Emília Rigová at the 23rd Triennale Milano International Exhibition

Emília Rigová: “Kale bala parno muj”, 2021. Courtesy of Schemnitz Gallery

The European Roma Institute for Arts and Culture (ERIAC) is proud to present Emília Rigová: And the One Doesn’t Stir without the Other, curated by Timea Junghaus, an official Roma exhibition at the 23rd Triennale Milano International Exhibition. The Triennale takes place 15 July – 11 December 2022, under the title Unknown Unknowns. An Introduction to Mysteries. The International Exhibition is conceived as an important forum for reflecting on tendencies and contradictions of the present and on the urgency of the challenges currently facing our planet.

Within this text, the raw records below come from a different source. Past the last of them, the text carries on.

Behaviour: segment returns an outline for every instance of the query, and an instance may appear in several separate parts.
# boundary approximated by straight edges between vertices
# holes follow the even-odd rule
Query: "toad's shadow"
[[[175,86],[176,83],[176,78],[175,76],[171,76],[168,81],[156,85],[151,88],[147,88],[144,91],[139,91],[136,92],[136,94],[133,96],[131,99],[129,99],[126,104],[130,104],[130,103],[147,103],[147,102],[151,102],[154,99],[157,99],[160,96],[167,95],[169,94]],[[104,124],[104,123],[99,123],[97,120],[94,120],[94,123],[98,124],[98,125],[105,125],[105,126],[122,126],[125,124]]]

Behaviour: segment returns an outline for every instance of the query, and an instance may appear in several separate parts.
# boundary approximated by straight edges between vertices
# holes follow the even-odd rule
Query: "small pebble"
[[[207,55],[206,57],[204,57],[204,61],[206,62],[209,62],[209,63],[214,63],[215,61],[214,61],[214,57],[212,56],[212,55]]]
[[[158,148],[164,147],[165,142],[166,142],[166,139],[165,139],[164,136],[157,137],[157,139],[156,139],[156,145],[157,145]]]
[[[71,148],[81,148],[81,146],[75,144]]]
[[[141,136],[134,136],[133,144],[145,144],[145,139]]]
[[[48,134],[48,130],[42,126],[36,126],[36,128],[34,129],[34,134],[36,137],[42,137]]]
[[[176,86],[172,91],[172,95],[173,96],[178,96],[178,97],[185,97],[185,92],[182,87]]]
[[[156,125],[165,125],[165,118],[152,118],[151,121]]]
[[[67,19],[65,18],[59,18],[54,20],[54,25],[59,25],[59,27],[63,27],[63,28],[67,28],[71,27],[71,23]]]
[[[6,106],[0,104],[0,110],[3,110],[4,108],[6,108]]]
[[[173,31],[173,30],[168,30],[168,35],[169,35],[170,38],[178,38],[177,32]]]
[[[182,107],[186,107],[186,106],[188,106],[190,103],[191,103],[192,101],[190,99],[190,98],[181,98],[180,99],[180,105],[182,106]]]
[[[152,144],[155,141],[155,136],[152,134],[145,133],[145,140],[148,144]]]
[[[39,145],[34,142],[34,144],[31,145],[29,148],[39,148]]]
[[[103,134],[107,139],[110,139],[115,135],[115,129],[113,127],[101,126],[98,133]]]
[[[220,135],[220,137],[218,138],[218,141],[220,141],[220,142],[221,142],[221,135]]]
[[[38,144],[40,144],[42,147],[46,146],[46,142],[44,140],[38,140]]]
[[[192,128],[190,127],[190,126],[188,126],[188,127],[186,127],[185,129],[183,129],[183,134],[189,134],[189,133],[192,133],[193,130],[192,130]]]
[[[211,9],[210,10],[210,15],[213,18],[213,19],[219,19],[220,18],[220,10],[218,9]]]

It is a space for open, multilateral debate and interaction, in which a variety of disciplines, experiences, cultures and perspectives all come together.

Emília Rigová’s altar explores and honours the oeuvre, career, success and life of her alter ego, Bári Raklóri. Referring to Rigová’s Roma origin and family history, the persona of Bári Raklóri allows the artist to evade the collective Roma identity as a minoritarian artist and facilitates acts of self-definition and freedom. Her alias functions as a catalyst to narrate and embrace her Roma origins, leading the viewer into the dense groves of her personal and familial tales and experiences.

The sculptural arrangement exhibits personal items, family reliquiae, found objects, photographs, multimedia projections and artworks (in reproduction or fragments), assembled on an altar-like wooden structure. In their heterogeneity, the aesthetic weave of these elements creates an evocative and transcendental illustration of the contingent incommensurability of Roma identity.

The figure of Bári Raklóri enables Rigová to reclaim the orientalism and romanticism projected onto the Roma subject by dominant culture. Building on Roma cosmology and forms of knowledge, as well as the richness of their spiritual and material traditions, she develops narratives and cultivates a self-determined imaginarium of Europe’s largest ethnic minority. In elaborating hidden Roma (her-)stories rooted in affective familial rhizomes, she reveals their entanglement with overarching historical, national narratives in Europe.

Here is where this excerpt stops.